Contesto — perché è importante ora
I livelli di stoccaggio del gas europeo sono una preoccupazione primaria dopo le interruzioni dell'offerta degli ultimi inverni. Le scorte di gas del continente attualmente si attestano a circa l'85% della capacità, un livello forte per la fine dell'estate ma insufficiente a garantire la sicurezza dell'offerta attraverso un prolungato periodo di freddo senza iniezioni continue. L'inverno scorso ha visto i prezzi raggiungere picchi superiori a €180/MWh durante un severo freddo che ha fatto ampio uso del gas stoccato, sottolineando la vulnerabilità del sistema agli shock della domanda.
L'attuale contesto macroeconomico presenta una volatilità elevata nelle materie prime energetiche, con il Bloomberg Commodity Index che negozia vicino ai massimi plurimensili. Le politiche delle banche centrali mirate a contenere l'inflazione hanno inasprito le condizioni finanziarie, ma i prezzi dell'energia rimangono largamente determinati da fattori geopolitici e fondamentali piuttosto che da impostazioni monetarie. Il principale catalizzatore per la valutazione attuale dei prezzi è la finestra di tempo ristretta per il riempimento degli stoccaggi prima che la domanda di riscaldamento inizi seriamente, tipicamente entro la fine di ottobre.
Le dinamiche di offerta contribuiscono anche al bilanciamento stretto. La disponibilità di carichi di GNL rimane limitata dalla forte domanda in Asia e da problemi operativi presso le principali strutture di esportazione, inclusa Freeport LNG negli Stati Uniti. I flussi di gasdotto dalla Norvegia sono stati forti ma si avvicinano alla capacità massima, mentre le consegne tramite altre rotte rimangono soggette a incertezze politiche. Questi fattori riducono collettivamente la flessibilità e aumentano la sensibilità dei prezzi del processo di accumulo delle scorte.
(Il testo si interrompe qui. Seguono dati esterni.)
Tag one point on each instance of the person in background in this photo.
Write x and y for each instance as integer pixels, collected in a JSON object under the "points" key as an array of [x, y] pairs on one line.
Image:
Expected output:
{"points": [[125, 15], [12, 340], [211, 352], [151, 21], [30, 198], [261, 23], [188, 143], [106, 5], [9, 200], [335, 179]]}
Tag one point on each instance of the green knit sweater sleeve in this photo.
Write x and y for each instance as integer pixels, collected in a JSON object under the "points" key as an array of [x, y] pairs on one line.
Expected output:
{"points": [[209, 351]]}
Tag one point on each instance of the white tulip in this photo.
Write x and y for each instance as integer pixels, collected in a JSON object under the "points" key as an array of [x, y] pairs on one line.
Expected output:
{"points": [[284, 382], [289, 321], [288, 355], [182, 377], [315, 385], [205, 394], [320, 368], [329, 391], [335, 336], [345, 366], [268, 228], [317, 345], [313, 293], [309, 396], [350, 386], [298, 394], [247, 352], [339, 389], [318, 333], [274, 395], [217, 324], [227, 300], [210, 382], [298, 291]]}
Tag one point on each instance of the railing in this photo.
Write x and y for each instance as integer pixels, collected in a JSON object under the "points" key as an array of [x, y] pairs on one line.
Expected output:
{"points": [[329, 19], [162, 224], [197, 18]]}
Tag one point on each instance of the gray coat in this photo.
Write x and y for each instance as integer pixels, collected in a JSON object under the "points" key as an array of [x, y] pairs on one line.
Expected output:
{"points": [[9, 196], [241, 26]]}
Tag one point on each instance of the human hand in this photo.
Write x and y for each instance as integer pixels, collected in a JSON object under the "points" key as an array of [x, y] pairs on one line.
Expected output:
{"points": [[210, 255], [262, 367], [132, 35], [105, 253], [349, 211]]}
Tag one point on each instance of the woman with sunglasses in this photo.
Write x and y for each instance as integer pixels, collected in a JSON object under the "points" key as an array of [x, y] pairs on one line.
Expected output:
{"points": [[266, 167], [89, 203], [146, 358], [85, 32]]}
Dati — cosa mostrano i numeri
I futures sul gas TTF europeo per la consegna nel mese corrente hanno negoziato vicino a €38,50/MWh alle 07:56 UTC di oggi, riflettendo l'attuale ambiente di bassa domanda estiva. Il contratto ha negoziato in un ampio intervallo nell'ultimo mese, da un minimo di €32,20 a un massimo di €45,80, indicando una significativa incertezza sulle condizioni future. Questo rappresenta un calo di oltre il 75% dai picchi di crisi registrati nel 2022, ma rimane ben al di sopra della media pre-2020 di meno di €20/MWh.
Le azioni di Goldman Sachs hanno negoziato a $1.039,28, in aumento dell'1,73% nella sessione, sovraperformando il settore finanziario più ampio. Il titolo ha raggiunto un massimo giornaliero di $1.043,66 dopo aver aperto a $1.008,85, mostrando una forte fiducia degli investitori dopo la pubblicazione proattiva della ricerca da parte della società. Questa performance contrasta con l'Energy Select Sector SPDR Fund (XLE), che è sceso dello 0,4% in mezzo a un trading misto nelle azioni di petrolio e gas.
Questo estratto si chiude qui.